Os textos de Mulayert trafegam sempre na esteira do comum, sem artificialidades, onde as personagens estão em contextos de vida e de situações naturais a qualquer uma. No entanto, ao aproximar o seu olhar de escritora, de criadora, percebe detalhes que engrandecem as histórias, com elevado apuro de linguagem e técnica literária. Como os conflitos entre um casal com décadas de relacionamento, os desentendimentos habituais que o tempo de união provoca, envolvendo todo o núcleo familiar.

“Eu tinha consciência de que não tinha muita experiência na área e, ao mesmo tempo, não queria fazer qualquer coisa. Eu não queria ser uma diretora que fizesse qualquer tipo de filme. Queria ter um estilo próprio, que me desse norte não apenas para um primeiro filme, mas também para todos os que viriam depois. Mas como eu poderia saber qual seria esse estilo se eu nunca havia feito um filme? Me debati um tempo com essa questão e, então, decidi escrever uma série de contos. Pensei que, se escrevesse vários contos, naturalmente eu exercitaria a minha capacidade criativa e, possivelmente, começaria a entender quais temas eram mais naturais a mim e como eu os abordaria. Resolvi escrever essa série de contos sobre mulheres. O que começa aqui continua sendo tecido e desvendado até hoje. De certa forma, Quando o sangue sobe à cabeça é um filme que nunca foi visto. Ou um livro que nunca deixou de querer ser lido”, diz Anna Muylaert.

“Apesar do sucesso do jantar, contemplar-se no espelho fez com que ela novamente sentisse vontade de chorar”

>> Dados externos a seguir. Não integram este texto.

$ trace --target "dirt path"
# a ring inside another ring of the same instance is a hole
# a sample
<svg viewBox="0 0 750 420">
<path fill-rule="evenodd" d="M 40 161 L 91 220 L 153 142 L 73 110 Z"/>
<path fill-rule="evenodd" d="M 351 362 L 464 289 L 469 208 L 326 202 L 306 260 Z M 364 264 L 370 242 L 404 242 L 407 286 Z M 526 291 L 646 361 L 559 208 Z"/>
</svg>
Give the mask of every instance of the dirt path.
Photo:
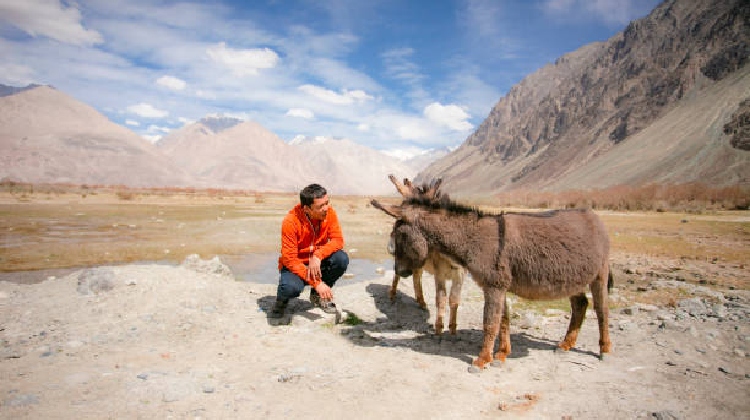
<svg viewBox="0 0 750 420">
<path fill-rule="evenodd" d="M 464 285 L 455 337 L 432 334 L 410 281 L 341 280 L 342 321 L 217 261 L 126 265 L 38 284 L 0 282 L 0 418 L 746 418 L 750 294 L 696 286 L 676 307 L 615 293 L 614 352 L 596 357 L 589 311 L 578 346 L 553 351 L 560 311 L 514 309 L 513 353 L 471 374 L 482 297 Z M 670 287 L 663 280 L 659 287 Z M 425 291 L 434 310 L 432 279 Z M 303 295 L 306 296 L 306 295 Z M 356 325 L 352 325 L 356 324 Z"/>
</svg>

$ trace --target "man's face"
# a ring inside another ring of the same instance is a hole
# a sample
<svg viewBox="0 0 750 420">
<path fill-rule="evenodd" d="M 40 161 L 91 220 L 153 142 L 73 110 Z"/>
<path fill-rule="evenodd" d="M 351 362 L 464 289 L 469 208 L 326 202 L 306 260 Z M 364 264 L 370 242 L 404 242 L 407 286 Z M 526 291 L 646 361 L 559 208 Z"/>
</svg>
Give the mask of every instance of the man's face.
<svg viewBox="0 0 750 420">
<path fill-rule="evenodd" d="M 327 194 L 323 197 L 316 198 L 311 205 L 307 206 L 307 215 L 310 216 L 310 219 L 312 220 L 325 219 L 326 214 L 328 214 L 329 203 L 330 201 L 328 200 Z"/>
</svg>

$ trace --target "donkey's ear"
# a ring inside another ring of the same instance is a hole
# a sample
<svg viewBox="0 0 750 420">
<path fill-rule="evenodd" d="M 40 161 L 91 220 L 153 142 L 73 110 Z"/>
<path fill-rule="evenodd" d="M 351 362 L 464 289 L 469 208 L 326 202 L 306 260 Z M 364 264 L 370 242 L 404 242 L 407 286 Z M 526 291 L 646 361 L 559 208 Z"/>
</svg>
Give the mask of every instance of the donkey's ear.
<svg viewBox="0 0 750 420">
<path fill-rule="evenodd" d="M 388 175 L 388 179 L 390 179 L 393 185 L 396 186 L 396 190 L 402 197 L 406 198 L 411 195 L 411 188 L 407 187 L 406 182 L 408 182 L 408 180 L 406 178 L 404 178 L 403 184 L 398 182 L 398 179 L 396 179 L 396 176 L 393 174 Z"/>
<path fill-rule="evenodd" d="M 399 206 L 384 206 L 378 202 L 378 200 L 370 200 L 370 204 L 376 209 L 382 210 L 385 214 L 395 217 L 396 219 L 401 218 L 401 207 Z"/>
</svg>

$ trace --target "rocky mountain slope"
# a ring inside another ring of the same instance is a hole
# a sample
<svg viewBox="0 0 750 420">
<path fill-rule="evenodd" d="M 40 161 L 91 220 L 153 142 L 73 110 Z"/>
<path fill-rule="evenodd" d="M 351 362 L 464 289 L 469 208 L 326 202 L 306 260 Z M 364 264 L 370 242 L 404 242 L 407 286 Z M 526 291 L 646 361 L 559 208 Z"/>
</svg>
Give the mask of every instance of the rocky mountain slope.
<svg viewBox="0 0 750 420">
<path fill-rule="evenodd" d="M 49 86 L 0 97 L 0 178 L 24 182 L 187 186 L 151 143 Z"/>
<path fill-rule="evenodd" d="M 667 0 L 526 77 L 417 179 L 454 195 L 748 184 L 743 131 L 724 126 L 750 98 L 749 20 L 746 1 Z"/>
</svg>

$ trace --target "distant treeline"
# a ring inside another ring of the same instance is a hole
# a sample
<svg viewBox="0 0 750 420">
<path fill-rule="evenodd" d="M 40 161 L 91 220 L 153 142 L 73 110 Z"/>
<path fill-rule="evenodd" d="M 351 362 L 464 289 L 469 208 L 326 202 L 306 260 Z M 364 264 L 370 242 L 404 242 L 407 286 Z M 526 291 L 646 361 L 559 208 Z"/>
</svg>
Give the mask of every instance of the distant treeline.
<svg viewBox="0 0 750 420">
<path fill-rule="evenodd" d="M 711 187 L 701 183 L 615 186 L 563 192 L 510 191 L 494 196 L 503 207 L 591 208 L 594 210 L 748 210 L 750 186 Z"/>
<path fill-rule="evenodd" d="M 196 197 L 255 197 L 259 193 L 251 190 L 221 189 L 221 188 L 193 188 L 193 187 L 128 187 L 126 185 L 98 185 L 98 184 L 33 184 L 28 182 L 0 180 L 0 192 L 14 195 L 33 194 L 80 194 L 85 197 L 95 194 L 115 194 L 122 200 L 132 200 L 139 195 L 155 196 L 196 196 Z"/>
<path fill-rule="evenodd" d="M 89 194 L 112 193 L 121 200 L 132 200 L 138 195 L 196 196 L 196 197 L 255 197 L 263 200 L 264 193 L 250 190 L 218 188 L 132 188 L 124 185 L 30 184 L 0 180 L 0 192 L 19 198 L 33 194 Z M 472 200 L 474 201 L 474 200 Z M 537 209 L 591 208 L 620 211 L 682 211 L 748 210 L 750 186 L 712 187 L 701 183 L 650 184 L 641 187 L 615 186 L 605 189 L 545 192 L 514 190 L 480 200 L 493 207 L 523 207 Z"/>
</svg>

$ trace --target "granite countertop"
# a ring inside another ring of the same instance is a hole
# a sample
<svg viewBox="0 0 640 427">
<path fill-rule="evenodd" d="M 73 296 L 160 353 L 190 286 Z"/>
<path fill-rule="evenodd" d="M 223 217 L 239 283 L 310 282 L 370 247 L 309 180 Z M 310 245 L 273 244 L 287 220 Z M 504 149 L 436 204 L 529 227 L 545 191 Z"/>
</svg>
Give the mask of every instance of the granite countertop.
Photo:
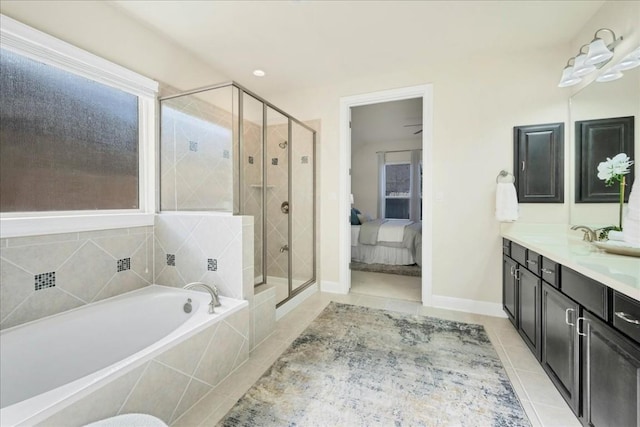
<svg viewBox="0 0 640 427">
<path fill-rule="evenodd" d="M 640 301 L 640 258 L 606 253 L 561 224 L 504 224 L 501 235 Z"/>
</svg>

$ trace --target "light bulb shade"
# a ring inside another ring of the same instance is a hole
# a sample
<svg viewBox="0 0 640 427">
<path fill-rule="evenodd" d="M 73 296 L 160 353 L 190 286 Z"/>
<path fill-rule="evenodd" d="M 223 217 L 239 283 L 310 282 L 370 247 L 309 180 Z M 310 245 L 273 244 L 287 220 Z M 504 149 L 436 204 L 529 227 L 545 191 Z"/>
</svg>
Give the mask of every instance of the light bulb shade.
<svg viewBox="0 0 640 427">
<path fill-rule="evenodd" d="M 560 78 L 560 83 L 558 83 L 558 87 L 568 87 L 577 85 L 582 81 L 581 77 L 576 77 L 573 75 L 573 66 L 569 65 L 564 67 L 562 70 L 562 77 Z"/>
<path fill-rule="evenodd" d="M 615 65 L 618 71 L 630 70 L 640 65 L 640 49 L 636 49 Z"/>
<path fill-rule="evenodd" d="M 610 70 L 607 70 L 602 75 L 598 76 L 596 78 L 596 81 L 599 83 L 612 82 L 614 80 L 618 80 L 622 76 L 623 74 L 619 70 L 616 70 L 615 68 L 611 68 Z"/>
<path fill-rule="evenodd" d="M 576 77 L 586 76 L 589 73 L 592 73 L 596 70 L 595 65 L 587 65 L 585 61 L 587 60 L 587 54 L 581 53 L 576 56 L 575 63 L 573 65 L 573 75 Z"/>
<path fill-rule="evenodd" d="M 612 56 L 613 52 L 609 50 L 604 40 L 595 39 L 589 44 L 589 52 L 584 62 L 587 65 L 596 65 L 608 61 Z"/>
<path fill-rule="evenodd" d="M 349 198 L 349 200 L 351 200 L 351 204 L 353 204 L 353 194 L 351 194 L 351 197 Z"/>
</svg>

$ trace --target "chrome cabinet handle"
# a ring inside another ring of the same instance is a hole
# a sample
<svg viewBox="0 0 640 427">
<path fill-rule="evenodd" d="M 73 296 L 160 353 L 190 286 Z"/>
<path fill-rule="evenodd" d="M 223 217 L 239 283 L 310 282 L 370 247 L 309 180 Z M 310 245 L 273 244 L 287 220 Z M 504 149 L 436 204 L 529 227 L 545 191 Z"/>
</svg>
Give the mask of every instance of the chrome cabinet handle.
<svg viewBox="0 0 640 427">
<path fill-rule="evenodd" d="M 511 276 L 515 276 L 515 275 L 516 275 L 516 266 L 515 266 L 515 265 L 512 265 L 512 266 L 511 266 L 511 270 L 510 270 L 510 271 L 511 271 L 511 273 L 510 273 L 510 274 L 511 274 Z"/>
<path fill-rule="evenodd" d="M 542 269 L 540 269 L 540 271 L 542 271 L 543 273 L 546 273 L 546 274 L 553 274 L 553 273 L 555 273 L 555 271 L 553 271 L 553 270 L 549 270 L 548 268 L 542 268 Z"/>
<path fill-rule="evenodd" d="M 578 318 L 576 319 L 576 324 L 577 324 L 577 326 L 576 326 L 576 332 L 578 333 L 578 335 L 581 335 L 581 336 L 583 336 L 583 337 L 586 337 L 586 336 L 587 336 L 587 334 L 585 334 L 584 332 L 580 332 L 580 321 L 581 321 L 581 320 L 585 320 L 585 318 L 584 318 L 584 317 L 578 317 Z M 583 329 L 584 329 L 584 323 L 582 323 L 582 326 L 583 326 Z"/>
<path fill-rule="evenodd" d="M 640 320 L 630 318 L 629 315 L 624 311 L 616 311 L 615 314 L 625 322 L 631 323 L 633 325 L 640 325 Z"/>
<path fill-rule="evenodd" d="M 574 310 L 573 308 L 567 308 L 567 309 L 564 311 L 564 322 L 565 322 L 567 325 L 569 325 L 569 326 L 576 326 L 576 324 L 575 324 L 575 323 L 571 323 L 571 322 L 569 322 L 569 312 L 572 312 L 572 313 L 573 313 L 574 311 L 575 311 L 575 310 Z"/>
<path fill-rule="evenodd" d="M 518 267 L 516 267 L 516 271 L 513 277 L 515 277 L 516 280 L 520 280 L 520 269 Z"/>
<path fill-rule="evenodd" d="M 538 265 L 538 261 L 534 261 L 534 260 L 532 260 L 532 259 L 528 259 L 528 260 L 527 260 L 527 264 Z"/>
</svg>

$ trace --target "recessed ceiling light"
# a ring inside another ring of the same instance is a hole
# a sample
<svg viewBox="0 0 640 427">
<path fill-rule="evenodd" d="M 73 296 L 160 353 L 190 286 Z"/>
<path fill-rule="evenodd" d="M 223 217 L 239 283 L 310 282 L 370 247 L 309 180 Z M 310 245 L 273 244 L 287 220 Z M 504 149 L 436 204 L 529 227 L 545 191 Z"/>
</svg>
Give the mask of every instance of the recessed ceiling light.
<svg viewBox="0 0 640 427">
<path fill-rule="evenodd" d="M 253 75 L 256 77 L 264 77 L 267 73 L 262 70 L 253 70 Z"/>
</svg>

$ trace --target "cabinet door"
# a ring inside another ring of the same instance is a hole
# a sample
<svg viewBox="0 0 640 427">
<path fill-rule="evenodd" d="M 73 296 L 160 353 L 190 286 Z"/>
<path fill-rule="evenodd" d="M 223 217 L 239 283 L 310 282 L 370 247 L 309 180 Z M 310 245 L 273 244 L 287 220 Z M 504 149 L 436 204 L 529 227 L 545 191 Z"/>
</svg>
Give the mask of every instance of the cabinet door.
<svg viewBox="0 0 640 427">
<path fill-rule="evenodd" d="M 514 176 L 520 203 L 564 202 L 564 124 L 513 128 Z"/>
<path fill-rule="evenodd" d="M 578 304 L 542 284 L 542 367 L 576 415 L 580 415 L 578 310 Z"/>
<path fill-rule="evenodd" d="M 518 327 L 518 288 L 516 286 L 516 270 L 518 264 L 508 256 L 502 256 L 502 307 L 507 317 Z"/>
<path fill-rule="evenodd" d="M 583 424 L 640 425 L 640 347 L 588 312 L 578 327 L 586 334 L 582 344 Z"/>
<path fill-rule="evenodd" d="M 518 331 L 540 360 L 541 280 L 525 268 L 519 268 L 518 271 Z"/>
</svg>

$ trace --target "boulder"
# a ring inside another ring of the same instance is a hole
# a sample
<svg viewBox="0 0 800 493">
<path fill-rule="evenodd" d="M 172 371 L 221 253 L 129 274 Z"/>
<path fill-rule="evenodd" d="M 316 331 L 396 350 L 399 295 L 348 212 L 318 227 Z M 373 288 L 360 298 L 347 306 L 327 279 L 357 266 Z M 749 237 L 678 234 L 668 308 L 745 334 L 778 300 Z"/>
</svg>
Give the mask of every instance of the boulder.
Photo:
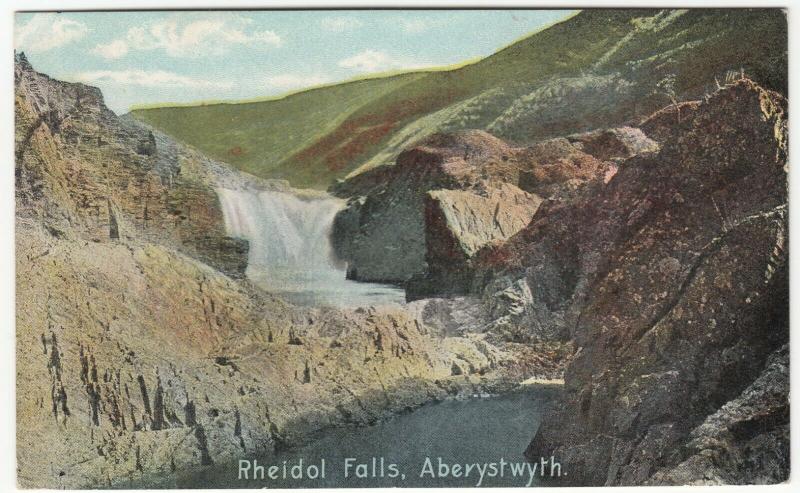
<svg viewBox="0 0 800 493">
<path fill-rule="evenodd" d="M 425 198 L 428 271 L 408 283 L 408 299 L 426 293 L 467 292 L 475 254 L 483 246 L 502 242 L 527 226 L 541 202 L 537 195 L 508 183 L 476 191 L 428 192 Z"/>
<path fill-rule="evenodd" d="M 435 294 L 436 286 L 428 283 L 433 288 L 430 291 L 420 282 L 433 278 L 429 267 L 434 271 L 438 268 L 428 265 L 425 244 L 430 240 L 436 250 L 448 240 L 439 239 L 436 232 L 427 230 L 426 218 L 434 217 L 426 215 L 426 204 L 439 201 L 429 192 L 459 191 L 466 194 L 456 193 L 452 197 L 466 198 L 488 197 L 495 193 L 488 190 L 495 189 L 502 191 L 499 195 L 520 196 L 519 192 L 510 192 L 512 189 L 508 187 L 513 187 L 541 199 L 562 198 L 589 182 L 607 178 L 609 173 L 613 175 L 614 160 L 651 152 L 657 147 L 641 131 L 631 128 L 581 134 L 571 139 L 557 138 L 514 147 L 479 130 L 434 134 L 402 152 L 396 164 L 353 176 L 332 189 L 334 194 L 350 199 L 334 225 L 336 253 L 348 262 L 353 279 L 405 283 L 413 277 L 414 296 Z M 601 158 L 583 148 L 597 152 Z M 499 203 L 499 199 L 458 200 L 469 200 L 478 209 Z M 479 202 L 482 205 L 478 206 Z M 518 222 L 520 213 L 514 209 L 508 214 Z M 453 217 L 449 220 L 454 220 Z M 524 222 L 530 218 L 526 217 Z M 430 223 L 434 228 L 439 227 L 437 224 Z M 485 231 L 477 231 L 484 227 Z M 444 230 L 448 228 L 444 226 Z M 475 219 L 469 234 L 489 238 L 494 237 L 495 229 L 493 221 Z M 438 255 L 436 251 L 430 254 L 434 259 Z M 461 290 L 460 284 L 454 289 Z"/>
<path fill-rule="evenodd" d="M 435 134 L 402 152 L 396 164 L 338 184 L 332 192 L 350 201 L 334 222 L 333 244 L 350 277 L 404 283 L 425 273 L 426 194 L 515 182 L 512 151 L 478 130 Z"/>
<path fill-rule="evenodd" d="M 543 197 L 564 195 L 584 183 L 608 181 L 620 161 L 652 153 L 658 144 L 638 128 L 619 127 L 544 140 L 523 149 L 519 186 Z"/>
</svg>

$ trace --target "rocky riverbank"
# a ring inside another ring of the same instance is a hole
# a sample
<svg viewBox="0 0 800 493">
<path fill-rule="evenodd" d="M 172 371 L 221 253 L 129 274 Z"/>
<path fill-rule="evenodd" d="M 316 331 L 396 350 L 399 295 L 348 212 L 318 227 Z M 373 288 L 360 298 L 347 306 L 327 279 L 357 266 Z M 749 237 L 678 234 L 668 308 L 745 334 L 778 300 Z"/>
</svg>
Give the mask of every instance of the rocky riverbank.
<svg viewBox="0 0 800 493">
<path fill-rule="evenodd" d="M 780 94 L 741 79 L 526 146 L 433 134 L 332 189 L 348 277 L 409 299 L 338 309 L 259 288 L 226 235 L 216 188 L 285 184 L 23 55 L 15 82 L 21 485 L 163 477 L 562 376 L 528 454 L 570 483 L 788 477 Z"/>
<path fill-rule="evenodd" d="M 399 306 L 264 292 L 214 193 L 250 178 L 24 55 L 15 82 L 20 485 L 115 486 L 560 374 L 565 354 L 447 333 Z"/>
<path fill-rule="evenodd" d="M 528 449 L 570 484 L 780 482 L 786 126 L 784 97 L 741 79 L 528 147 L 435 135 L 336 185 L 336 244 L 451 330 L 574 344 Z"/>
</svg>

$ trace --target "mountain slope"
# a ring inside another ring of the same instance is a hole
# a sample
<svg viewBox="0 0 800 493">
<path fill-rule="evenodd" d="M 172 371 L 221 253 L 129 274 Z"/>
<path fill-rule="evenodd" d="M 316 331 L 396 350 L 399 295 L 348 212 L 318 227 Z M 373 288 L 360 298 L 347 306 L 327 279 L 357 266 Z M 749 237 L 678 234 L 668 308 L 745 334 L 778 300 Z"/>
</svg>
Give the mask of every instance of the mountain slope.
<svg viewBox="0 0 800 493">
<path fill-rule="evenodd" d="M 359 108 L 422 74 L 366 79 L 256 103 L 134 110 L 136 118 L 249 173 L 284 178 L 281 165 Z M 310 176 L 287 177 L 302 182 Z"/>
<path fill-rule="evenodd" d="M 527 143 L 621 124 L 728 71 L 785 91 L 786 33 L 776 9 L 587 10 L 454 70 L 133 115 L 251 173 L 327 188 L 437 131 Z"/>
</svg>

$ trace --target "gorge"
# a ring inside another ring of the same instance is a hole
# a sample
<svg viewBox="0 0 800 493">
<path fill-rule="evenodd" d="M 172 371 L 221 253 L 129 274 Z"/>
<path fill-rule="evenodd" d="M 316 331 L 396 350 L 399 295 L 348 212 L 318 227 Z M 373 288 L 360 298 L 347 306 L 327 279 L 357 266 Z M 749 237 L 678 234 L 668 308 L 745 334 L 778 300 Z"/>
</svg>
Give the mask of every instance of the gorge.
<svg viewBox="0 0 800 493">
<path fill-rule="evenodd" d="M 382 80 L 269 173 L 224 159 L 243 107 L 118 116 L 16 53 L 19 484 L 236 487 L 241 458 L 427 436 L 560 485 L 785 481 L 785 37 L 582 12 Z"/>
<path fill-rule="evenodd" d="M 292 304 L 260 288 L 249 258 L 312 262 L 344 283 L 327 242 L 305 242 L 325 237 L 338 201 L 120 118 L 21 53 L 15 84 L 20 484 L 117 487 L 560 375 L 558 347 L 452 330 L 438 306 Z M 237 222 L 237 207 L 264 222 Z M 226 231 L 270 222 L 284 237 L 252 257 Z"/>
</svg>

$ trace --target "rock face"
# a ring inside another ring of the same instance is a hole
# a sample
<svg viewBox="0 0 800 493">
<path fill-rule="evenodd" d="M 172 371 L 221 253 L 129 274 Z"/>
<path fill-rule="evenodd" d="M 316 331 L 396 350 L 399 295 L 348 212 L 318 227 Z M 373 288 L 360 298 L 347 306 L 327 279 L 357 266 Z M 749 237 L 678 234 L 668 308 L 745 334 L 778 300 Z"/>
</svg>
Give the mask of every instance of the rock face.
<svg viewBox="0 0 800 493">
<path fill-rule="evenodd" d="M 530 166 L 520 172 L 520 188 L 551 197 L 601 176 L 608 163 L 583 152 L 581 147 L 565 138 L 555 138 L 527 148 L 525 156 Z"/>
<path fill-rule="evenodd" d="M 571 193 L 613 174 L 615 160 L 657 147 L 630 128 L 570 139 L 514 147 L 478 130 L 435 134 L 402 152 L 396 164 L 334 188 L 350 197 L 334 225 L 336 252 L 349 262 L 353 279 L 404 283 L 416 277 L 411 297 L 427 296 L 440 273 L 460 268 L 446 265 L 454 255 L 471 257 L 475 247 L 508 238 L 543 198 Z M 453 249 L 450 242 L 462 246 Z M 393 261 L 387 265 L 386 258 Z"/>
<path fill-rule="evenodd" d="M 158 245 L 18 228 L 27 486 L 147 484 L 526 374 L 399 309 L 304 310 Z"/>
<path fill-rule="evenodd" d="M 742 80 L 660 112 L 657 154 L 482 252 L 577 347 L 528 457 L 574 484 L 788 477 L 785 104 Z"/>
<path fill-rule="evenodd" d="M 53 81 L 24 54 L 14 77 L 21 214 L 59 234 L 146 237 L 244 272 L 246 242 L 225 237 L 210 186 L 219 165 L 174 144 L 160 152 L 153 132 L 118 118 L 97 88 Z"/>
<path fill-rule="evenodd" d="M 480 191 L 434 190 L 425 197 L 428 271 L 407 284 L 411 299 L 464 294 L 472 285 L 471 261 L 482 247 L 502 242 L 528 225 L 542 199 L 514 185 Z"/>
<path fill-rule="evenodd" d="M 560 373 L 397 307 L 297 307 L 239 279 L 214 187 L 249 178 L 22 55 L 15 76 L 21 486 L 147 485 Z"/>
<path fill-rule="evenodd" d="M 689 434 L 683 462 L 653 484 L 764 484 L 789 471 L 789 346 L 776 350 L 756 380 Z M 698 474 L 702 471 L 702 474 Z"/>
<path fill-rule="evenodd" d="M 351 199 L 334 222 L 334 249 L 352 279 L 403 283 L 426 270 L 429 191 L 510 183 L 517 174 L 512 148 L 486 132 L 436 134 L 401 153 L 397 164 L 338 184 L 334 194 Z"/>
</svg>

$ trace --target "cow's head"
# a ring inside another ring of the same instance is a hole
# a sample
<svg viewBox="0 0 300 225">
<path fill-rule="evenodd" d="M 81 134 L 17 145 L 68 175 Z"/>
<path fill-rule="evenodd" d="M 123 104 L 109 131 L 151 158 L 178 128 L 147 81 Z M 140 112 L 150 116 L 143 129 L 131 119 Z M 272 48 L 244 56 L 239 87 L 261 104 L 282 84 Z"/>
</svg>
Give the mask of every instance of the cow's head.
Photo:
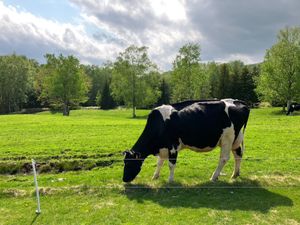
<svg viewBox="0 0 300 225">
<path fill-rule="evenodd" d="M 141 153 L 132 150 L 123 154 L 125 155 L 123 181 L 131 182 L 141 171 L 144 159 L 141 158 Z"/>
</svg>

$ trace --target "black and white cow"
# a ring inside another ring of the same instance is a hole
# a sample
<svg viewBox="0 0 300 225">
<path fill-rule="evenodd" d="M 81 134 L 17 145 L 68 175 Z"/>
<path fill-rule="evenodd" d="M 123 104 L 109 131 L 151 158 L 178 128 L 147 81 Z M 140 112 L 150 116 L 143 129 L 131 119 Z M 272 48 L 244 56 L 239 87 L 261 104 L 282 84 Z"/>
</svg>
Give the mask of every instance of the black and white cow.
<svg viewBox="0 0 300 225">
<path fill-rule="evenodd" d="M 294 111 L 300 111 L 300 104 L 293 103 L 290 105 L 290 108 L 288 109 L 286 115 L 292 114 Z"/>
<path fill-rule="evenodd" d="M 169 160 L 169 181 L 174 179 L 178 151 L 188 148 L 196 152 L 221 147 L 219 165 L 211 180 L 218 179 L 232 151 L 235 168 L 232 177 L 240 173 L 244 151 L 244 130 L 250 110 L 239 100 L 223 99 L 186 101 L 162 105 L 151 111 L 144 131 L 130 151 L 125 151 L 123 181 L 132 181 L 149 155 L 158 155 L 153 179 L 157 179 L 164 160 Z M 242 127 L 244 127 L 242 132 Z"/>
</svg>

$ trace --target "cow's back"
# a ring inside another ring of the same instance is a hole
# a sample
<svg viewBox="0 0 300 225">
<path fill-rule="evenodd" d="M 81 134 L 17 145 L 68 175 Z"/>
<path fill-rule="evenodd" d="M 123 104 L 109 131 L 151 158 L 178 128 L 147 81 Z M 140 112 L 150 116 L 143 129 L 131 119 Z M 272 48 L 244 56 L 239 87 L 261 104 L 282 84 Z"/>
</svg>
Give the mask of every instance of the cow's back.
<svg viewBox="0 0 300 225">
<path fill-rule="evenodd" d="M 172 130 L 184 145 L 196 148 L 215 147 L 223 129 L 231 126 L 222 101 L 195 102 L 172 113 Z"/>
</svg>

Em um mesmo conto deste livro existem histórias paralelas, com eixos dramáticos diferentes, que se completam no final. A intenção é mostrar os pontos de vista das personagens. E funciona muito bem. As situações vão se embaralhando até atingir o ápice. Sempre com a mulher em primeiro plano. Universo bem montado pela autora. São mulheres fortes, de atitude, em situações totalmente distintas. Algumas já com o empoderamento presentes no DNA e outras frágeis demais, medrosas e dramáticas.

Irecema tinha trepado exatamente com trinta e dois homens. Desde o colegial vinha experimentando arquitetos, jornalistas , músicos, dentistas. De quase todos, ela guardou boas lembranças, mas orgasmo não teve com nenhum“.

Nada pode ser mais feminino do que menstruar, engravidar e entrar na menopausa. E a autora consegue mostrar essas questões em poucas linhas, no incrível poder de síntese. Mesmo com todo o arco dramático, encerra de forma natural, embora rápida, mas nunca de forma abrupta, impondo uma dicção muito particular para cada uma das personagens. Conforme as situações avançam, de camada em camada, os enredos partem para outras direções. Quase sempre sem final feliz.

Os pequenos traumas representam todas as figuras femininas de Quando o sangue sobe à cabeça. Os pensamentos delas tornam os contos ainda mais densos e únicos. As mulheres criadas por Anna Mulayrte são reais, andando em cordas sempre bambas, lutando por objetivos distintos. É como se a autora reforçasse o ditado que diz que de perto ninguém é normal. É interessante acompanhar o desenvolvimento dessas figuras femininas, pois não são meros fantoches sem vida. Existe um sentido para cada uma delas.

Ao final da leitura, é possível perceber que a autora calibrou com precisão o seu olhar para mostrar o rico mundo cru cotidiano de seres tão complexos. E por isso mesmo, digno dos melhores enredos.